Contudo, para a Maserati, as suas chances em conquistar o título tinham acabado. A Ferrari triunfaria em linha, com os quatro primeiros lugares, com Collins e Phil Hill em primeiro, uma volta na frente de Mike Hawthorn e o italiano Luigi Musso. Os alemães Wolfgang von Trips e Wolfgang Seidel foram terceiros, enquanto o melhor Maserati foi um 300S guiado pelos locais Mauricio Marcotulli e Ettore Chimeri, que ficaram na sexta posição, a dez voltas do vencedor.
Aquela tarde desastrosa causou um golpe profundo na Maserati. Duas semanas após o GP venezuelano, a marca declarava falência e os seus bens iam para um administrador. A sua presença no automobilismo tinha-se ido em chamas, numa tarde de calor em Caracas. Os automóveis continuariam a correr em diversas corridas, mas todas nas mãos de privados. Alguns meses depois, em Reims, palco do GP de França, foi a bordo de um desses carros que Juan Manuel Fangio se despedia do automobilismo. E quase a seguir, em 1959, a revolução do motor traseiro, através dos Cooper, fazia dos 250F de Fórmula 1 monstros obsoletos.

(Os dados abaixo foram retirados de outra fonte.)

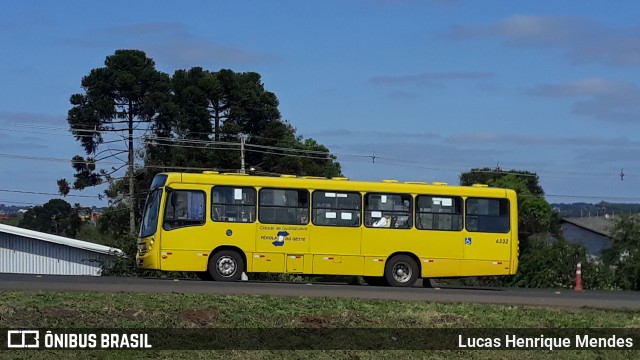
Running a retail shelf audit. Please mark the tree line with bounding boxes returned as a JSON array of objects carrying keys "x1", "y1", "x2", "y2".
[{"x1": 57, "y1": 50, "x2": 341, "y2": 235}]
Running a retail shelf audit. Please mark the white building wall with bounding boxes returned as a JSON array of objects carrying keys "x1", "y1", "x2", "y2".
[{"x1": 0, "y1": 232, "x2": 109, "y2": 276}]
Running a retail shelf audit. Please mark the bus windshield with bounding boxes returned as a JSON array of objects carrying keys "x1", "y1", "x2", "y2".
[{"x1": 140, "y1": 189, "x2": 162, "y2": 237}]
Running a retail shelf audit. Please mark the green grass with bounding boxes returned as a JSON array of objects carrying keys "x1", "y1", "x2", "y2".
[{"x1": 0, "y1": 291, "x2": 640, "y2": 360}]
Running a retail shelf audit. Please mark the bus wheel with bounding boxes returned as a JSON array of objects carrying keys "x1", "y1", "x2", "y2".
[
  {"x1": 364, "y1": 276, "x2": 389, "y2": 286},
  {"x1": 384, "y1": 255, "x2": 418, "y2": 286},
  {"x1": 209, "y1": 251, "x2": 244, "y2": 281},
  {"x1": 196, "y1": 271, "x2": 213, "y2": 281}
]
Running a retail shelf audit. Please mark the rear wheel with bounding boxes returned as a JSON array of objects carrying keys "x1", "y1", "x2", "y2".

Entretanto, em Caracas, os dias de Perez Jimenez estavam contados. Acossado em todo o lado, por causa do seu reinado de pulso de ferro, até os militares estavam fartos dele. A 23 de Janeiro de 1958, um golpe de estado colocou tanques nas ruas e este fugiu para os Estados Unidos, onde ficou até 1963, quando foi extraditado para o seu país natal, no qual foi acusado de ter desviado mais de 220 milhões de dólares dos cofres do estado. Passou cinco anos na prisão, aguardando julgamento, mas quando tal aconteceu o processo prescreveu, e exilou-se em Madrid, onde morreu a 20 de Setembro de 2001, aos 87 anos.
Quanto ao GP venezuelano, a organização, sem o apoio do seu patrono, não teve mais a capacidade de fazer algo parecido. Ainda por cima, nunca foi uma corrida lucrativa, e o novo regime nada queria ter de relacionado com a era anterior. Tinham de passar quase 20 anos para o país regressar às luzes da ribalta, e tal aconteceu no motociclismo, graças a pessoas como Johnny Ceccoto e Carlos Lavado, entre outros.